Weeks 3-4: Compute and containers. VMs (sizing, availability sets, scale sets), App Service plans, container instances, Azure Container Registry. Deploy each one at least once.
Weeks 5-6: Networking and storage. This is where most people are weakest. Build a multi-VNet topology with peering. Configure NSGs. Set up Azure DNS. For storage, understand replication options (LRS, ZRS, GRS, RA-GRS) and when to use each.
Week 7: Monitoring, backup, and the new AI content. Azure Monitor, alerts, action groups, Log Analytics queries (basic KQL). For the April update, familiarize yourself with Azure AI Services management and how Copilot fits into admin workflows.
Week 8: Practice exams and review. Take at least two full practice exams under timed conditions. Review every wrong answer.
Is the AZ-104 Worth It?
Short answer: yes, if you work with Azure or want to.
The AZ-104 is Microsoft's most popular role-based certification. Hiring managers know what it means. It's also a prerequisite for the AZ-305 (Solutions Architect Expert), so if you're building an Azure career path, this is the foundation.
Average salaries for Azure administrators with the AZ-104 sit around $85K-$120K depending on location and experience. The exam costs $165 USD. That's a solid return.
The Prep Resource That Surprised Me
I used a bunch of different resources, but the one that made the biggest difference was doing practice questions that explain why each answer is right and why the others are wrong. Not just "A is correct" — but "A is correct because managed disks with ZRS provide zone redundancy, while B is wrong because unmanaged disks don't support this feature."

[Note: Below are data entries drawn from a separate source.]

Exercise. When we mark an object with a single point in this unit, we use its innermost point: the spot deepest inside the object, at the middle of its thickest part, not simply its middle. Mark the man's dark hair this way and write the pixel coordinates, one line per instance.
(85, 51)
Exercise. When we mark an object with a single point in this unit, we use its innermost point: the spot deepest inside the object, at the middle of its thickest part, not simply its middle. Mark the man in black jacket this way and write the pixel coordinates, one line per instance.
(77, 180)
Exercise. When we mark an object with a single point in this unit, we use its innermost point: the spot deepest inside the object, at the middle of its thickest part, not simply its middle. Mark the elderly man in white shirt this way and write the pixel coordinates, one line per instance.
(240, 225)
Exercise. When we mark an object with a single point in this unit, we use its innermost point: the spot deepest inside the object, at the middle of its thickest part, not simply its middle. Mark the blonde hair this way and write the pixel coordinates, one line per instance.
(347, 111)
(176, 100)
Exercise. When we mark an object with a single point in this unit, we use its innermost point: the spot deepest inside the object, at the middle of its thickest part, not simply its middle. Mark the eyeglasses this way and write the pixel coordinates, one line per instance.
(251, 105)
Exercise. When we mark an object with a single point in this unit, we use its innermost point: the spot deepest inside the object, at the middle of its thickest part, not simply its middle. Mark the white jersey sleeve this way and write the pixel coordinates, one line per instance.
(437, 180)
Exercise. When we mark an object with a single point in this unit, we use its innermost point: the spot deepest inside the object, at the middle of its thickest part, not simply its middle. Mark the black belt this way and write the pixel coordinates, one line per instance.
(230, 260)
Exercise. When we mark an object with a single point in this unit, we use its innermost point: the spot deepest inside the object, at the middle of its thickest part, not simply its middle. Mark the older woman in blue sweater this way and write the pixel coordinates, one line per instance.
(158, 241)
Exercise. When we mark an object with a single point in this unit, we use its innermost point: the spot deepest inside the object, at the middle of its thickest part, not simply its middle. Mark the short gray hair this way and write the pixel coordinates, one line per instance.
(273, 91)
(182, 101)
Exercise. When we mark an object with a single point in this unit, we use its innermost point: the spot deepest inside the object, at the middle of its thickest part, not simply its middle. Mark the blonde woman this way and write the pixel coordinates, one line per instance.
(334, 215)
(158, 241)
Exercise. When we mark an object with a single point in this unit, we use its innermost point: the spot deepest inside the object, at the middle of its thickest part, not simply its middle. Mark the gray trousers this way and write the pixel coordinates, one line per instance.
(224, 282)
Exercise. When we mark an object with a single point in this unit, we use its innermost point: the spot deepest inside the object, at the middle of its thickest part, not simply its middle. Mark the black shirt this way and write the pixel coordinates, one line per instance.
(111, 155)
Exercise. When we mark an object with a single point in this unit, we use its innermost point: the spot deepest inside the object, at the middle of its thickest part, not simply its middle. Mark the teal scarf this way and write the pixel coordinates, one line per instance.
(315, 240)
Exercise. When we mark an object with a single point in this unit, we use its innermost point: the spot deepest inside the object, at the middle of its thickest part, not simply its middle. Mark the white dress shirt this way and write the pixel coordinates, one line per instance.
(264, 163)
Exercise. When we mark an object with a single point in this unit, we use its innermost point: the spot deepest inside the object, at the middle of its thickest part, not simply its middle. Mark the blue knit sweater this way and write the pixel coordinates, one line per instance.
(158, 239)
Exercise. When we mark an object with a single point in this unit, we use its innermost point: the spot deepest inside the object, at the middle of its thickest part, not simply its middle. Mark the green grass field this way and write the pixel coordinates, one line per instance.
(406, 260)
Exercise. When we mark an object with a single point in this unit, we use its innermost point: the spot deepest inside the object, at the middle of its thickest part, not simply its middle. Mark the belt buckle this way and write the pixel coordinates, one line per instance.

That's actually why I built ExamCert — it's a free practice exam app with 500+ AZ-104 questions, detailed explanations, and progress tracking. The premium version ($4.99 lifetime) removes ads and adds extra features, but the free tier covers everything you need for core prep.
Final Thoughts
The AZ-104 isn't the hardest Azure exam. That distinction probably goes to AZ-500 or AZ-305. But it's the exam that opens doors. With the April 2026 update adding AI content, Microsoft is signaling that Azure admins need to understand the AI stack — not deeply, but enough to manage it.
If you're planning to take it, don't wait until after the update hoping the new content makes it easier. It won't. Start now, cover the fundamentals, add the AI stuff to your study plan, and book the exam with a deadline in mind.
Nothing motivates like a non-refundable exam fee.